The Oscars are a chance for movies to be noticed. For an unfathomable reason, The Night of the Hunter missed all of the categories — nominations or wins. This is a dark movie about a backwoods preacher chasing two children for their father’s money. It’s often terrifying due to director Charles Laughton’s creative use of German Expressionism, including odd camera angles and wicked lighting. How could this film — adapted by James Agee and Laughton from a 1953 novel and starring Robert Mitchum, Shelly Winters and Lillian Gish — be overlooked in 1955? It was the year of On the Waterfront, The Caine Mutiny and Seven Brides for Seven Brothers — but there must have been room for the film David Lynch, Martin Scorsese and the Coen brothers have said influences them to this day. Mitchum, one of our best actors, was only nominated once in his long career, for best supporting actor in 1945’s The Story of G.I. Joe. Guess the academy voters were not impressed with The Sundowners, Cape Fear or Ryan’s Daughter, to name a few examples of this unusual actor’s work. In Night of the Hunter, he is a living nightmare.
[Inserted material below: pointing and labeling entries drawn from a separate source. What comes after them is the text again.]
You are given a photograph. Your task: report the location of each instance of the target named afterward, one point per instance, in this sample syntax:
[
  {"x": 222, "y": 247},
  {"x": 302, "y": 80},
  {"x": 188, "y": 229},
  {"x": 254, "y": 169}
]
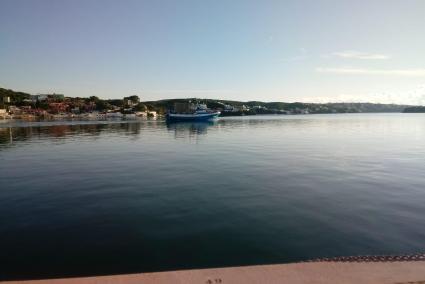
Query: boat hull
[{"x": 192, "y": 117}]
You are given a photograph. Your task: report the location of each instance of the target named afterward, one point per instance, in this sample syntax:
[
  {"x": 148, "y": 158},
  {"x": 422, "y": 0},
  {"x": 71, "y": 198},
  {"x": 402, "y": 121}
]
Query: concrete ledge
[{"x": 403, "y": 272}]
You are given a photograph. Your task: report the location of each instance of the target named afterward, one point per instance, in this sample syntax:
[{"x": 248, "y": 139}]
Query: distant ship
[{"x": 191, "y": 112}]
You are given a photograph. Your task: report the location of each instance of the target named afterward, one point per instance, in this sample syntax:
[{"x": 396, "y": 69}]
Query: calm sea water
[{"x": 80, "y": 198}]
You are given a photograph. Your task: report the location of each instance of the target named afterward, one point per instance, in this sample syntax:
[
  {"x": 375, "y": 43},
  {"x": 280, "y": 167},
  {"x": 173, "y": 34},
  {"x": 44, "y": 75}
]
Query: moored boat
[{"x": 191, "y": 112}]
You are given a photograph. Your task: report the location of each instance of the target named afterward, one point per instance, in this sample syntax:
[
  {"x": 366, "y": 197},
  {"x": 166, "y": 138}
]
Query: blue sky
[{"x": 312, "y": 51}]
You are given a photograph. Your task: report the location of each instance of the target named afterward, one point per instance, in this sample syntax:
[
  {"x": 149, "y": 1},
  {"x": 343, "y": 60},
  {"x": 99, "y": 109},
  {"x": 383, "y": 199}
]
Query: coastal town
[{"x": 54, "y": 106}]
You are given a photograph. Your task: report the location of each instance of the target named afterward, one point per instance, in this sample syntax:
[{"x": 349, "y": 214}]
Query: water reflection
[{"x": 190, "y": 129}]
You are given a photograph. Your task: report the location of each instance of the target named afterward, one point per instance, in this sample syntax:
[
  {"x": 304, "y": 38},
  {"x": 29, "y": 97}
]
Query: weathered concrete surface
[{"x": 406, "y": 272}]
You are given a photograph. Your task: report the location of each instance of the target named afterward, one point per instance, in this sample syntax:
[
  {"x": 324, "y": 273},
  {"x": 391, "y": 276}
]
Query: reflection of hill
[
  {"x": 14, "y": 135},
  {"x": 189, "y": 129}
]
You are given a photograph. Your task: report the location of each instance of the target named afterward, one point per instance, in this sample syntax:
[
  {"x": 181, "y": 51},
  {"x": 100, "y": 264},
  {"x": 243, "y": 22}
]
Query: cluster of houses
[{"x": 57, "y": 106}]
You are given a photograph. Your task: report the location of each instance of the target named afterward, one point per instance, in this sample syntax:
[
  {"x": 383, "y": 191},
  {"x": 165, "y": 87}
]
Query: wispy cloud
[
  {"x": 301, "y": 56},
  {"x": 363, "y": 71},
  {"x": 353, "y": 54}
]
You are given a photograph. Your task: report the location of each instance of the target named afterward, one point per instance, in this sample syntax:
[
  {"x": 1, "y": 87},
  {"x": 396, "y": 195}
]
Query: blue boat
[{"x": 199, "y": 112}]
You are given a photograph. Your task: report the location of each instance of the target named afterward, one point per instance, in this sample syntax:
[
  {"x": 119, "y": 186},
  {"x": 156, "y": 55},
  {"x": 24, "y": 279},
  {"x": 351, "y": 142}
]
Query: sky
[{"x": 308, "y": 51}]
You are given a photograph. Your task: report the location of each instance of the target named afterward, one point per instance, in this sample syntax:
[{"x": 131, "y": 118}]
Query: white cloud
[
  {"x": 419, "y": 72},
  {"x": 302, "y": 56},
  {"x": 360, "y": 55}
]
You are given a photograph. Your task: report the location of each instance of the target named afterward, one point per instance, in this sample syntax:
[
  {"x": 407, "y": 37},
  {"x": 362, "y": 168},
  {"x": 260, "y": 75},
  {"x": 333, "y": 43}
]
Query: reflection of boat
[
  {"x": 191, "y": 112},
  {"x": 182, "y": 128}
]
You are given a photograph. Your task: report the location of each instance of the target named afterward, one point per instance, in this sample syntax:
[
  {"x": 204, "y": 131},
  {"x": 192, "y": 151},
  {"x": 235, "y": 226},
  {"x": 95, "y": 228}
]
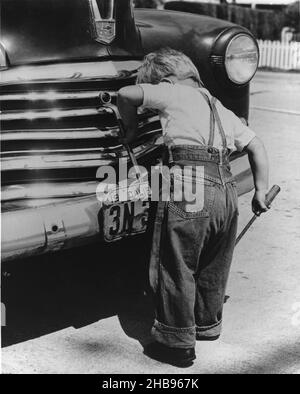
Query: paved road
[{"x": 262, "y": 317}]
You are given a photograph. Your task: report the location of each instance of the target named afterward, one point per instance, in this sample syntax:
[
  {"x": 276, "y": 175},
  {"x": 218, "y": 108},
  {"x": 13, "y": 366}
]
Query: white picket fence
[{"x": 276, "y": 54}]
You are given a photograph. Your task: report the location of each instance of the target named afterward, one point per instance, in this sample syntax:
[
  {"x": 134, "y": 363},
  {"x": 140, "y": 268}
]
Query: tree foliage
[{"x": 264, "y": 24}]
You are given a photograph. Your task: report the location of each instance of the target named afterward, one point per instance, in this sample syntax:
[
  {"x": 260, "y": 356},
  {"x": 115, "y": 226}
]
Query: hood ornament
[{"x": 103, "y": 21}]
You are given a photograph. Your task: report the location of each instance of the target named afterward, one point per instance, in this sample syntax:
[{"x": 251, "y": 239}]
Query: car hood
[{"x": 37, "y": 31}]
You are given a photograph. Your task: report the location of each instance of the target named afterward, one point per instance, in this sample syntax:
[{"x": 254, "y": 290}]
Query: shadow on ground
[{"x": 72, "y": 288}]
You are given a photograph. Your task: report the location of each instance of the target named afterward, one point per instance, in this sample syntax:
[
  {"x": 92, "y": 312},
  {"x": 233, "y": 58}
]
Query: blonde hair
[{"x": 164, "y": 63}]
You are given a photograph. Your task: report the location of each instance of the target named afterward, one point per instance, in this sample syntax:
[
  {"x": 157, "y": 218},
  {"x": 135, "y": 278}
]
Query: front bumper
[
  {"x": 62, "y": 225},
  {"x": 72, "y": 222}
]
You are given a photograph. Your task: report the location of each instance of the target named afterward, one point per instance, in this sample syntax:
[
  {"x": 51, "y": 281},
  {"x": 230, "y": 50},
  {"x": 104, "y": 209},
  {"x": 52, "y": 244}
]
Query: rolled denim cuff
[
  {"x": 173, "y": 336},
  {"x": 209, "y": 331}
]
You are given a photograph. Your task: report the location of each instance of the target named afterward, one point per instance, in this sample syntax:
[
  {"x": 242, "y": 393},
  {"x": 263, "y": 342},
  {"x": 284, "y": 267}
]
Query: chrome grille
[{"x": 53, "y": 133}]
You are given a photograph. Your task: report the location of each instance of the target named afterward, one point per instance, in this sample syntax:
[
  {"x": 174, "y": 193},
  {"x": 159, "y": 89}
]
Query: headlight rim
[
  {"x": 241, "y": 34},
  {"x": 219, "y": 49}
]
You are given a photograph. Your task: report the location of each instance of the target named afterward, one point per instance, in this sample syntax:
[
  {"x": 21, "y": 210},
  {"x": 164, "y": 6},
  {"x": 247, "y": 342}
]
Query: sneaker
[{"x": 174, "y": 356}]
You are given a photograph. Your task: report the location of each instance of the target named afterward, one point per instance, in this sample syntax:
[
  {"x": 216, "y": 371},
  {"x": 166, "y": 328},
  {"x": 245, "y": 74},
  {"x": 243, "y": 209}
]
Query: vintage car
[{"x": 57, "y": 58}]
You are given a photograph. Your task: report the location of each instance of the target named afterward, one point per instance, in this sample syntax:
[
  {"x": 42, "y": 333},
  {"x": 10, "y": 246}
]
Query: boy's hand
[
  {"x": 128, "y": 139},
  {"x": 259, "y": 202}
]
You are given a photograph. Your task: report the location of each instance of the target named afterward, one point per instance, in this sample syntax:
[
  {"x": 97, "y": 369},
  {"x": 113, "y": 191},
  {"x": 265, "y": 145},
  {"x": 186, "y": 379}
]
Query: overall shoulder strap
[
  {"x": 220, "y": 126},
  {"x": 214, "y": 117},
  {"x": 212, "y": 123}
]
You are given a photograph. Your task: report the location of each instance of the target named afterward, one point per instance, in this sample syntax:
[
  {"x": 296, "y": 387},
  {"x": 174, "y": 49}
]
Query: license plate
[{"x": 125, "y": 219}]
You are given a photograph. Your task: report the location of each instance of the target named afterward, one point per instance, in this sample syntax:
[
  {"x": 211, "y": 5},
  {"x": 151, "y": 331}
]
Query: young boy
[{"x": 192, "y": 245}]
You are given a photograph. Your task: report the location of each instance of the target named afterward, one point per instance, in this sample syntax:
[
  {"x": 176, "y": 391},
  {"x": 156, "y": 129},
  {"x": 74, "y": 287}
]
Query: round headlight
[{"x": 241, "y": 59}]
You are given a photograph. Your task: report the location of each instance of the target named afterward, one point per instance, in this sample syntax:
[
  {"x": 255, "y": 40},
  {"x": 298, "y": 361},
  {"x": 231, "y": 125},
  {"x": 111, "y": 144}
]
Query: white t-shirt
[{"x": 185, "y": 117}]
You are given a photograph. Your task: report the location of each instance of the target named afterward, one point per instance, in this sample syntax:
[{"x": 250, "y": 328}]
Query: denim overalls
[{"x": 192, "y": 249}]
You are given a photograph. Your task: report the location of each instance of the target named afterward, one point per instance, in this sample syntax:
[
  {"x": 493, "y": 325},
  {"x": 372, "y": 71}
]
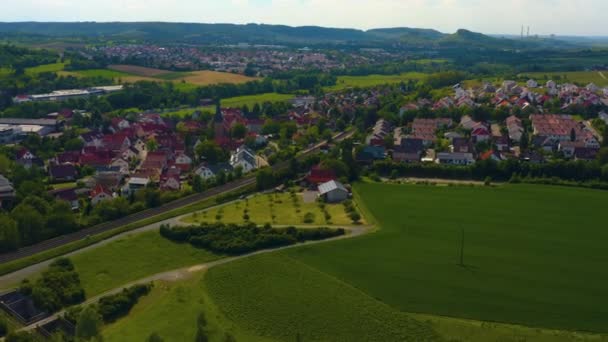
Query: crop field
[
  {"x": 107, "y": 73},
  {"x": 278, "y": 209},
  {"x": 131, "y": 258},
  {"x": 251, "y": 100},
  {"x": 197, "y": 78},
  {"x": 543, "y": 268},
  {"x": 277, "y": 297},
  {"x": 345, "y": 82},
  {"x": 171, "y": 310},
  {"x": 45, "y": 68},
  {"x": 138, "y": 70},
  {"x": 532, "y": 254},
  {"x": 600, "y": 78}
]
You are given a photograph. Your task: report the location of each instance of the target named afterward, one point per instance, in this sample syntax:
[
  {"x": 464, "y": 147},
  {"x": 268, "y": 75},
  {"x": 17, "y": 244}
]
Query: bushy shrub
[
  {"x": 235, "y": 239},
  {"x": 58, "y": 287}
]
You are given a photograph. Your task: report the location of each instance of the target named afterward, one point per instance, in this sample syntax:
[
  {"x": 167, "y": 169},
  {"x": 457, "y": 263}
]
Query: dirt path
[{"x": 186, "y": 272}]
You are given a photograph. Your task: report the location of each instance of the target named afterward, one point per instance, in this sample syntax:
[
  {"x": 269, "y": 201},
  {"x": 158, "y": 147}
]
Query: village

I’ve been a member of the Directors Guild of America for many years. I watch direction carefully, believing in the auteur theory, the idea that it’s one director, one film. It would be tough to argue that Alfred Hitchcock wasn’t in charge of his movies. Yet the academy never gave him a best director Oscar. He was nominated for Lifeboat, Spellbound, Rear Window and Psycho, yet only his film Rebecca won, for best picture, an award taken home by producer David O. Selznick in 1941. Orson Welles’ Citizen Kane was nominated for writing, the award going to Herman J. Mankiewicz, even with the controversy about who wrote what in the sensational script. But for Welles not to win for directing a movie that stays exciting and relevant and changed the face of cinema forever? That would be like never giving a directing Oscar to Frederico Fellini, James Ivory, Arthur Penn, Stanley Donen, Spike Lee, David Lynch, Sam Peckinpah and so many other deserving artists.
This is a subject that can be argued forever, with everyone a critic. That being said, the Oscars are important in that they remind us of quality over box office, whether we are rooting for our favorites or remembering work that should have been recognized. Any time and any way we celebrate the cinema, we’ve won the gold.